Pelranius wrote:Judaism was at one point a missionary religion as well, so the Jewish presence in the Near East was very substantial at one point. The Jewish Rebellions in the Holy Land were often followed by mass rioting in places like Alexandria.
Followed by genocide via the legions, a smart reminder of why civil uprisings rarely worked in antiquity.

That is the whole point - Judaism is incompatible to take over the Roman State per se, so far that some religious practices were outlawed. The reason why I feel quite comfortable in stating this is that alhough the Romans had trade connections with Judea even before the Macedonian wars, Judaism never manifested itself among the Romans as a dominant force capable of taking over the empire, despite having a 400 years headstart to christianity - twice the time it took christianity to play a role in politics.
MRDOD wrote:Judaism was rather successful at some points in history- it became a fad for Khazar Turks in the 600s to 800s to convert, such that the entire nation of Khazaria, encompassing Crimea, most of the Ukraine, the lands of the Don and Kama rivers, and the Caucasus, was known across europe and the muslim world as the Jewish nation.

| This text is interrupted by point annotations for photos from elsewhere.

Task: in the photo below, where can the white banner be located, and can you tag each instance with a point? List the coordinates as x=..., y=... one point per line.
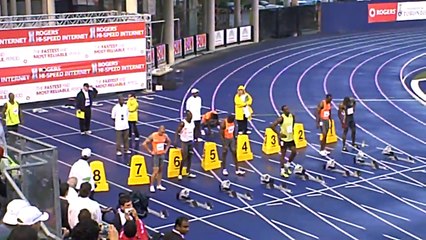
x=245, y=33
x=231, y=35
x=45, y=91
x=72, y=52
x=219, y=39
x=411, y=11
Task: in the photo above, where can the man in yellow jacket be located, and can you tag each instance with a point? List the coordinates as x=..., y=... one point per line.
x=243, y=110
x=133, y=105
x=12, y=114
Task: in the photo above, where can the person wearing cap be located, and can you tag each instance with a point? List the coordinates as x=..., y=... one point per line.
x=10, y=219
x=81, y=169
x=120, y=116
x=83, y=102
x=210, y=120
x=243, y=110
x=32, y=216
x=83, y=202
x=194, y=104
x=133, y=105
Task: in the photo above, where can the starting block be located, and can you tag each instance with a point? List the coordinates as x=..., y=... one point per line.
x=210, y=157
x=360, y=160
x=330, y=165
x=163, y=214
x=183, y=195
x=299, y=136
x=300, y=171
x=225, y=186
x=271, y=142
x=244, y=152
x=270, y=184
x=392, y=155
x=331, y=134
x=175, y=160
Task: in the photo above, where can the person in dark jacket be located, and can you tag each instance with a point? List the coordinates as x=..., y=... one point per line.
x=84, y=101
x=179, y=231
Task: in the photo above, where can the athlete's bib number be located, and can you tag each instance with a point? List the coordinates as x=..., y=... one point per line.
x=231, y=129
x=326, y=113
x=160, y=147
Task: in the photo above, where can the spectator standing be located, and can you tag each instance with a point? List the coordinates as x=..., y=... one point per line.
x=83, y=202
x=81, y=169
x=120, y=115
x=179, y=231
x=133, y=105
x=84, y=101
x=160, y=145
x=194, y=104
x=12, y=114
x=243, y=110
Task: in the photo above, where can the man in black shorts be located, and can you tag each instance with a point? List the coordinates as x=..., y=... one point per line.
x=347, y=110
x=286, y=134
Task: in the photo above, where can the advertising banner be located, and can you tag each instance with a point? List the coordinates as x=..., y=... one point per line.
x=177, y=44
x=188, y=45
x=231, y=35
x=161, y=54
x=201, y=42
x=39, y=64
x=245, y=33
x=382, y=12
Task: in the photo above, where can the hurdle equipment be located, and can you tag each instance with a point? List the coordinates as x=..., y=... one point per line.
x=299, y=136
x=163, y=214
x=270, y=184
x=331, y=165
x=99, y=176
x=359, y=159
x=271, y=142
x=138, y=174
x=183, y=196
x=244, y=152
x=225, y=186
x=210, y=157
x=301, y=173
x=388, y=151
x=331, y=134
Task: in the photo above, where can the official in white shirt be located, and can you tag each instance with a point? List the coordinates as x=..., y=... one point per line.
x=120, y=115
x=186, y=132
x=194, y=104
x=81, y=170
x=83, y=202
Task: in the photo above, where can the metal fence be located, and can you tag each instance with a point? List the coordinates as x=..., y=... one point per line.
x=36, y=177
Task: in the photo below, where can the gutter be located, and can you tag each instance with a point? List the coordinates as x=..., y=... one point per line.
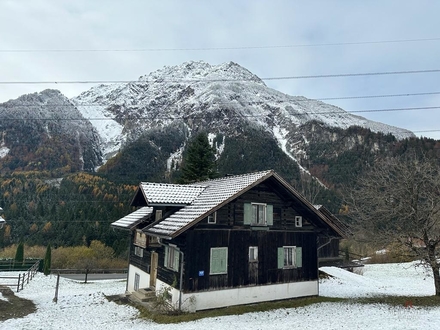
x=181, y=272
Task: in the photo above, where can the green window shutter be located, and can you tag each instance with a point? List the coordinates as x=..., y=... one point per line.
x=176, y=260
x=219, y=261
x=269, y=215
x=166, y=256
x=298, y=260
x=281, y=258
x=247, y=213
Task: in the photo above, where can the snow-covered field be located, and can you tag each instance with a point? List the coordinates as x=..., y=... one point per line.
x=83, y=306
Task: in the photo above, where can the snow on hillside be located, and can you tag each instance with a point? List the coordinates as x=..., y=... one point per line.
x=195, y=89
x=83, y=306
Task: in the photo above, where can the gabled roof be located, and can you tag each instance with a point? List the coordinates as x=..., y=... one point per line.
x=168, y=194
x=133, y=219
x=214, y=195
x=203, y=198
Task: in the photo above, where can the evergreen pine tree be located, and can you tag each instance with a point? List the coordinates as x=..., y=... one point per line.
x=199, y=161
x=47, y=260
x=19, y=254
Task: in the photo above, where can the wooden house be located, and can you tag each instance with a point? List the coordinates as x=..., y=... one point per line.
x=229, y=241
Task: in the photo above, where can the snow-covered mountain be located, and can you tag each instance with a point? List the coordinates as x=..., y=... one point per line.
x=218, y=98
x=163, y=109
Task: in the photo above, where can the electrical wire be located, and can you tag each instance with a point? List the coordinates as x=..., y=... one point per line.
x=216, y=48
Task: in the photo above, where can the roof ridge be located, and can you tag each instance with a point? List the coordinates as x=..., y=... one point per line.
x=228, y=177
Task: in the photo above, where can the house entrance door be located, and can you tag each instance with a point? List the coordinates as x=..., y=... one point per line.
x=137, y=279
x=153, y=269
x=253, y=265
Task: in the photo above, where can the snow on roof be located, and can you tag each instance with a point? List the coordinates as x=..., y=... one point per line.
x=213, y=195
x=165, y=193
x=134, y=218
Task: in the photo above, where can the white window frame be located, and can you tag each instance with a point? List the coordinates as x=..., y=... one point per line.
x=289, y=256
x=212, y=218
x=140, y=238
x=259, y=214
x=138, y=251
x=223, y=271
x=253, y=253
x=298, y=221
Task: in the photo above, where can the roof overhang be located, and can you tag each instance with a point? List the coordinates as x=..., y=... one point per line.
x=133, y=219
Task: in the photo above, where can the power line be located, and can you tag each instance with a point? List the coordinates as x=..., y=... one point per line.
x=63, y=105
x=216, y=48
x=337, y=75
x=196, y=116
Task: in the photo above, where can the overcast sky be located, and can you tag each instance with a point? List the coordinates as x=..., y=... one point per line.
x=122, y=40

One of its rulers, Joseph ben something-or-other, claimed the title of Khagan of Khazaria and Protector of all Jews and was treated as near-equal by the Roman Emperor of the East.

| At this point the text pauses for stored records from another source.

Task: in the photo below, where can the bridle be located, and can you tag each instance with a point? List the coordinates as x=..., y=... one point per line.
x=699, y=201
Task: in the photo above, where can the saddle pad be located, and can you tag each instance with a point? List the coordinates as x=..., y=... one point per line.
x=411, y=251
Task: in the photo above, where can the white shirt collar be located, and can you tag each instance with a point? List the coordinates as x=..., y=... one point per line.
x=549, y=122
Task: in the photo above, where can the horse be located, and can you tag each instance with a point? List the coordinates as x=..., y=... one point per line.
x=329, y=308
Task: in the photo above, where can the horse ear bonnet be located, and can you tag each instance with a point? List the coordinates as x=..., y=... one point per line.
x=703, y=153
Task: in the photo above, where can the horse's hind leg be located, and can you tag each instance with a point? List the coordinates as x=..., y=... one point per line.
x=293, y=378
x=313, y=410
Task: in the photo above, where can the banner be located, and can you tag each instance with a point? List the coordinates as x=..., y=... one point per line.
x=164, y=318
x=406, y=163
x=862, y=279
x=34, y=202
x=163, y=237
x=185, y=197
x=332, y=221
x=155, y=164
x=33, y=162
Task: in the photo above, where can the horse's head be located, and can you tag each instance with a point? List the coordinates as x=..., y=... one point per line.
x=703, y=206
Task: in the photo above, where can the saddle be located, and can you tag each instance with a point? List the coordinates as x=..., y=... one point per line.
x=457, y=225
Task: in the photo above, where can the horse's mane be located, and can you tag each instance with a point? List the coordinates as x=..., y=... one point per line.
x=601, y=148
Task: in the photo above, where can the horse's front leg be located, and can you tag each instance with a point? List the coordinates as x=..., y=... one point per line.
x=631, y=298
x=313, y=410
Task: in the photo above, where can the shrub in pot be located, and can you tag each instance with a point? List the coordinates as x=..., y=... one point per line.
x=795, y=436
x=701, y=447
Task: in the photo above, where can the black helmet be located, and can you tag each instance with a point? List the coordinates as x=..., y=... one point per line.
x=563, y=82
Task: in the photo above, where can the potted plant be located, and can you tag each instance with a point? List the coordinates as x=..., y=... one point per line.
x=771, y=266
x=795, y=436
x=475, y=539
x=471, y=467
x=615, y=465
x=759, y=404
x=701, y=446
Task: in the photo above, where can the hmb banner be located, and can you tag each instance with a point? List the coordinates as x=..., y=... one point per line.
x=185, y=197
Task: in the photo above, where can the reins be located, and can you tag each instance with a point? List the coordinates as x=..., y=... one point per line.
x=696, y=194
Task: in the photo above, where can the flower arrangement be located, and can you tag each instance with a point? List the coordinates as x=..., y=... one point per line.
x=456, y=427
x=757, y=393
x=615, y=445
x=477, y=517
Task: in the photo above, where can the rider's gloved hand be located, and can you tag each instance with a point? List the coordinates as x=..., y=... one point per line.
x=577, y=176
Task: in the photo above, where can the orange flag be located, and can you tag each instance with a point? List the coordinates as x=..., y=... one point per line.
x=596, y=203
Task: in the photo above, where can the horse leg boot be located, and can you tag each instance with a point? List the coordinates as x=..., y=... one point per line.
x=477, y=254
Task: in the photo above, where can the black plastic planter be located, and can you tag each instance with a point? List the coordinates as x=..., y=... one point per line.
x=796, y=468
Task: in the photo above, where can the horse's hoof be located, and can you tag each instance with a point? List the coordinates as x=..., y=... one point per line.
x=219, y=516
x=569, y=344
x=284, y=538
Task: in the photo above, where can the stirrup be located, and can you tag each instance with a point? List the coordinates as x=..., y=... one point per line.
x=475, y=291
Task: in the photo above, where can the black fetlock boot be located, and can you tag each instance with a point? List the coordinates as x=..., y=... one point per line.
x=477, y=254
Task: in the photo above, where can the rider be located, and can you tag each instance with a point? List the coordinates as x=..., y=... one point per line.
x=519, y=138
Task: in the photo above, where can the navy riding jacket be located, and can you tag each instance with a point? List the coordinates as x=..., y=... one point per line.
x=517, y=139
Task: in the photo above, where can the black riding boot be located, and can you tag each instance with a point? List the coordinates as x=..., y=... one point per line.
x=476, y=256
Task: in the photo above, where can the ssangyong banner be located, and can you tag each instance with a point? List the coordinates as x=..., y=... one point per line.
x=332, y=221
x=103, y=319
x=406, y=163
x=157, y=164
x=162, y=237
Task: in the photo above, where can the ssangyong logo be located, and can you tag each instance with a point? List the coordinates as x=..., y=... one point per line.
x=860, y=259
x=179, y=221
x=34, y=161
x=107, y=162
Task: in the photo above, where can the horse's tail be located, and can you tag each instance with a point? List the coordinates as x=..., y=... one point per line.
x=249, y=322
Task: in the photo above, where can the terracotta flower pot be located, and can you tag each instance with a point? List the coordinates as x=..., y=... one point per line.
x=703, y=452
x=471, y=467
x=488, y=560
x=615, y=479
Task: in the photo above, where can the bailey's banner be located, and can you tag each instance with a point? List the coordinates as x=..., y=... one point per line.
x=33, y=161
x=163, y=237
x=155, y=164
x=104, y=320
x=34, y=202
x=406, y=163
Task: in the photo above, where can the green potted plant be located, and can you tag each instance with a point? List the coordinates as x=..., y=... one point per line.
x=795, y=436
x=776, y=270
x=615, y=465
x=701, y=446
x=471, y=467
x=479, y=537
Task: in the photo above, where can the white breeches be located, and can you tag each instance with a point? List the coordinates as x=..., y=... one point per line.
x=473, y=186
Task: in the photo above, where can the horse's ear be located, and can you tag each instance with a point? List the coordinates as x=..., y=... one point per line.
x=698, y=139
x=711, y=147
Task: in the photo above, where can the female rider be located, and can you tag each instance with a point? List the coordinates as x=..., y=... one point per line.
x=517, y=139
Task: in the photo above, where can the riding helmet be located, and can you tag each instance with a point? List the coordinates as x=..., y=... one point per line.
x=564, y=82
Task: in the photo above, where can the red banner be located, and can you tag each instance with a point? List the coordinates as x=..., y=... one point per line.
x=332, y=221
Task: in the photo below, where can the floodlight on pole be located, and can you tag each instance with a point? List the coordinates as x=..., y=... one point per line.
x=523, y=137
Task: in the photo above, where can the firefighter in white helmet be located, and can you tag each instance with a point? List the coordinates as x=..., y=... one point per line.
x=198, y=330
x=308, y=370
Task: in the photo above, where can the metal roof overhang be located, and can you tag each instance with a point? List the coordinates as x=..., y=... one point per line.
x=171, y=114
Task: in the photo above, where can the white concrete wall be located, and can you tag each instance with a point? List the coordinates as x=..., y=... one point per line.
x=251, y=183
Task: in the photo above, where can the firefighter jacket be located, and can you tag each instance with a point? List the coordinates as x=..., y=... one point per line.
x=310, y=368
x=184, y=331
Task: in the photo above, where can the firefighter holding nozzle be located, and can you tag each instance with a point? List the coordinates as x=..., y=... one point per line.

Unfortunately, Khazaria was destroyed by the Kievan Rus', and never re-established. The Judaic tradition evidentially did not survive long under the Cumans or Kipchak or other muslim rulerships.
The Khazar turk situation is a somewhat unreliable example to bring up here - the conversion was precipitated by the exodus of Jews to Khazaria due to Christian prosecution. If Christianity is out of the question, so is such a exodus. Furthermore, some scholars suggest this situation seems to have been a political ploy as well, caused by the pressure of both Christianity and Islam which forced the Khazars to declare a third way if they wanted to keep their neutrality.

Again, if we eliminate christianity, such a situation would not have come up.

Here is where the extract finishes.